Quote from: Immortan Jonesy on Apr 04, 2024, 11:59:57 PMPerhaps it is the source of the Black Goo, or an Engineer-Alien hybrid DNA sequence made with black goo...which like a swarm of black scarabacks-like nano-machines dematerialized a living hybrid at a molecular level to create a DNA based on that life-form.
Back when
Prometheus came out, I inferred that the Black Goo was an attampt by the Engineers at creating a controlled bioweapon substance derived from the Aliens themselves (which the Engineers were unable to control/wield, as they ended up being wiped out by it anyways at their installation on LV-223).
Come
Covenant's release, I flip-flopped that mentality; now I felt, based on Ridley's words and the film's presentation of the idea, that the Goo came first and was itself the ancient eldritch horror, and that in turn it was the foundational material used by David in making his Aliens.
Though I don't take EU stuff as strict canon, Alex White's novels expanded on the Alien/Goo relationship in ways that I found really fascinating, and made them intrinsically part of the same whole even with the Alien in its "pure" form.
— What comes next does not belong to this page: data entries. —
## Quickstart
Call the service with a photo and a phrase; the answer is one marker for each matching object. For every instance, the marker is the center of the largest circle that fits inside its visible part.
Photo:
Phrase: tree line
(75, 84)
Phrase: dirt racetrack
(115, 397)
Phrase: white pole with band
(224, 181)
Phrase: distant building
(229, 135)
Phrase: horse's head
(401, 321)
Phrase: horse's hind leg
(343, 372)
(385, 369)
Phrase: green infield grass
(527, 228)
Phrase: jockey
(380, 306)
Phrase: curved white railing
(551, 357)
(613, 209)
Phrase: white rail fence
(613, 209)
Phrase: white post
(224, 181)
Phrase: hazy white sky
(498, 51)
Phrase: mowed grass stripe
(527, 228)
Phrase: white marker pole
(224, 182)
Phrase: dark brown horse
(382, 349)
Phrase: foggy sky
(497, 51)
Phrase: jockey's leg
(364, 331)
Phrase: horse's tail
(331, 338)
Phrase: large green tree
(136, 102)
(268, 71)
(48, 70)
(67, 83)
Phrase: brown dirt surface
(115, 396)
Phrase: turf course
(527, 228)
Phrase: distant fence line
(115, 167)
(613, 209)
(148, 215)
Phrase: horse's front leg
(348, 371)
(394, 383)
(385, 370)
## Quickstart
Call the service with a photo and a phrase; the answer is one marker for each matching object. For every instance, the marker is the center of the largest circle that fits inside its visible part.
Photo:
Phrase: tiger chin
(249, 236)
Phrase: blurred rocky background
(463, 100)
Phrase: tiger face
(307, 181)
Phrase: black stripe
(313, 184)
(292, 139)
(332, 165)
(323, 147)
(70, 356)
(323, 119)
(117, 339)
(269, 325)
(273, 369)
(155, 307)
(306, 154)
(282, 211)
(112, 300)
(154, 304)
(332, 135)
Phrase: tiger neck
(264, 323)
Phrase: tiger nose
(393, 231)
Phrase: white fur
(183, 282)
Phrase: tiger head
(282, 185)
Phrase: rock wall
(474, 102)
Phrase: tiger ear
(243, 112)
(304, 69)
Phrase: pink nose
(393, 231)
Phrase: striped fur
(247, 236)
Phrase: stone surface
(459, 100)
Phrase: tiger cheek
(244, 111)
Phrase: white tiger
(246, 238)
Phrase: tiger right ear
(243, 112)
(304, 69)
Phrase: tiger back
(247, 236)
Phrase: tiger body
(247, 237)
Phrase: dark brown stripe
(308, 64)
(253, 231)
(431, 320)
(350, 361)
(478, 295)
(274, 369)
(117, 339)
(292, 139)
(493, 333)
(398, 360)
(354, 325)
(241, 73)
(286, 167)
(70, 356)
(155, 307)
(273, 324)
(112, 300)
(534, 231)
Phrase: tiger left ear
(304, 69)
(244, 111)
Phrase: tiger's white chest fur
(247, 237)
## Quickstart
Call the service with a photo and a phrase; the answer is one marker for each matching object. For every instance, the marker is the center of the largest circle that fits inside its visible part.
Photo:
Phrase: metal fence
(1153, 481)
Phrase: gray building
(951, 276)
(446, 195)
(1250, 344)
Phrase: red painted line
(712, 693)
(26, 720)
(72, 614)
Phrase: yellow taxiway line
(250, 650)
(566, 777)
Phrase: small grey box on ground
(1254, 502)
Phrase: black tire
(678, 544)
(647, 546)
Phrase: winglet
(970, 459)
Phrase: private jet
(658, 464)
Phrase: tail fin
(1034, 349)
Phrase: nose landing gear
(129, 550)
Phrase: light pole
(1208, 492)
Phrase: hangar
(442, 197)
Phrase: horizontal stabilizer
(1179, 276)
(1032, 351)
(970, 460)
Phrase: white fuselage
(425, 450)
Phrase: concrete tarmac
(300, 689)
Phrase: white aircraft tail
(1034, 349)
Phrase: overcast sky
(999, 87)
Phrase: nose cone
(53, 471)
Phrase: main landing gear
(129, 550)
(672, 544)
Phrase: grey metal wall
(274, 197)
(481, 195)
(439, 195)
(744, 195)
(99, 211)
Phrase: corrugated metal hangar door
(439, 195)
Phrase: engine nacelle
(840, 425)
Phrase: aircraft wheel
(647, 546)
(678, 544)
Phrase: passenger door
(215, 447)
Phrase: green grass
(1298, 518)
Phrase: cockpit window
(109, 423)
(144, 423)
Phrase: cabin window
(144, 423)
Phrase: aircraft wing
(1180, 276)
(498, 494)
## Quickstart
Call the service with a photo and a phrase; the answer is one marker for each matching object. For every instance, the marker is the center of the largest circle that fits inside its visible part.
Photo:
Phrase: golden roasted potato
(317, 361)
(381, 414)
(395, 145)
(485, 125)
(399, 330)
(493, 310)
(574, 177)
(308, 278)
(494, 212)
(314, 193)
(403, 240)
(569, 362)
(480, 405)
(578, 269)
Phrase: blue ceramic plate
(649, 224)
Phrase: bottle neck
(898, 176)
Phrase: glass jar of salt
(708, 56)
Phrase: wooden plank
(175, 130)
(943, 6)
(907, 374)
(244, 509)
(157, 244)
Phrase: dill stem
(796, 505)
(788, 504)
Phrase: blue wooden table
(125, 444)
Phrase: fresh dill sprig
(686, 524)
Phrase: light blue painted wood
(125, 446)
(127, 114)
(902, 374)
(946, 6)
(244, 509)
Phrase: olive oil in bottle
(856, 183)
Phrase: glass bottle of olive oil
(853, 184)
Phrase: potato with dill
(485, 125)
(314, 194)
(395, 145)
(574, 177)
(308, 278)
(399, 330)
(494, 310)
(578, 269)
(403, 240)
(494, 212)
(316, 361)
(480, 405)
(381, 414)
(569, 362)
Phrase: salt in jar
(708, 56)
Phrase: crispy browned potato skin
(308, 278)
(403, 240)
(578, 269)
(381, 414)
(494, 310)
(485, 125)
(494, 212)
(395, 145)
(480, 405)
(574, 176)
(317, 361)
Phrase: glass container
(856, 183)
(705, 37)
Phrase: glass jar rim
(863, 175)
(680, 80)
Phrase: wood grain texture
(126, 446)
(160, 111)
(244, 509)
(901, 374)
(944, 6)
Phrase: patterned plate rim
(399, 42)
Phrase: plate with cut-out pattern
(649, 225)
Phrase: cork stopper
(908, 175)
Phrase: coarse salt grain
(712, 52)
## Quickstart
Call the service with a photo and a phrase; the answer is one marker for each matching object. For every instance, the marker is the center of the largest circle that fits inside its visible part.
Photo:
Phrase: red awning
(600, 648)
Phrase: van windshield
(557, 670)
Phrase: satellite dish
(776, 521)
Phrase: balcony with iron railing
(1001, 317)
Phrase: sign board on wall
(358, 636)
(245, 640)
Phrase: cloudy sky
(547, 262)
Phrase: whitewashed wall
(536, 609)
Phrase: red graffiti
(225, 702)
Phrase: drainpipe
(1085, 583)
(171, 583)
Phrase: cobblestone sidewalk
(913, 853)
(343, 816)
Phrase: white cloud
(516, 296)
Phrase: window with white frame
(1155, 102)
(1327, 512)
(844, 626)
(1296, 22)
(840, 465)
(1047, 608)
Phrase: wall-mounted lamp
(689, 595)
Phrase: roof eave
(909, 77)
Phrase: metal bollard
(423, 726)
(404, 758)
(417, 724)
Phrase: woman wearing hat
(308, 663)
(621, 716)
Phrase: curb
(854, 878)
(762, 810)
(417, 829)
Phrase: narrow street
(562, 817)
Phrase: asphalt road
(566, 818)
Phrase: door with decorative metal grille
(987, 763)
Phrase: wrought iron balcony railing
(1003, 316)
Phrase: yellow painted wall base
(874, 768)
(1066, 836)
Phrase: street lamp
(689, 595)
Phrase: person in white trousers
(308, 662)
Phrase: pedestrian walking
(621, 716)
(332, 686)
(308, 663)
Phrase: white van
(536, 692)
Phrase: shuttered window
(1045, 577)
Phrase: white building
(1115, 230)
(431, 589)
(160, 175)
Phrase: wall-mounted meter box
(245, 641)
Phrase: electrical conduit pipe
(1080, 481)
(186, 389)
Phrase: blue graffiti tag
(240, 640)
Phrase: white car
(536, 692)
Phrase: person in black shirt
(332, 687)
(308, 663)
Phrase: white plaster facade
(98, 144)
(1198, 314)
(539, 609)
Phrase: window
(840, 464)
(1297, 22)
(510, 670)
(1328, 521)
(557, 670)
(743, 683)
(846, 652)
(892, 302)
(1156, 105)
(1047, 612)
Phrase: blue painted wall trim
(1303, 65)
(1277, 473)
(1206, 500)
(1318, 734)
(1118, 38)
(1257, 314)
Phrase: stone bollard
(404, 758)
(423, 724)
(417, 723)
And now, Noah Hawley seems to be inverting things back to where I felt they they stood in
Prometheus, with the Alien being ancient and having been created (or originated in some more natural fashion) some undiscernable amount of time ago, and the Engineers' stockpiles of Goo having been derived from them.
But what really came first, the
chicken Alien or the
egg Goo? The whole thing just feels like this incredibly cyclical string of creation and destruction and feigned control repeating itself over and over again throughout history (not so much unlike the back and forth between Earth and Kepler-22b that seemed to be at the core of
Raised By Wolves' cyclical presentation of ancient history and the way that fed into the "contemporary" events repeating/recreating what once was).
As it stands, regardless of which came first, the Alien or the Goo, the core root of the entity in one form or another is ancient and unknowable, and David, like the AI of today's world, can generate forms according to some sort of a prompt – and believes himself to be a creator, a God, as a result – but he is working within a system that is preordained to reach an inevitable end result that stems from much earlier point in pre-history.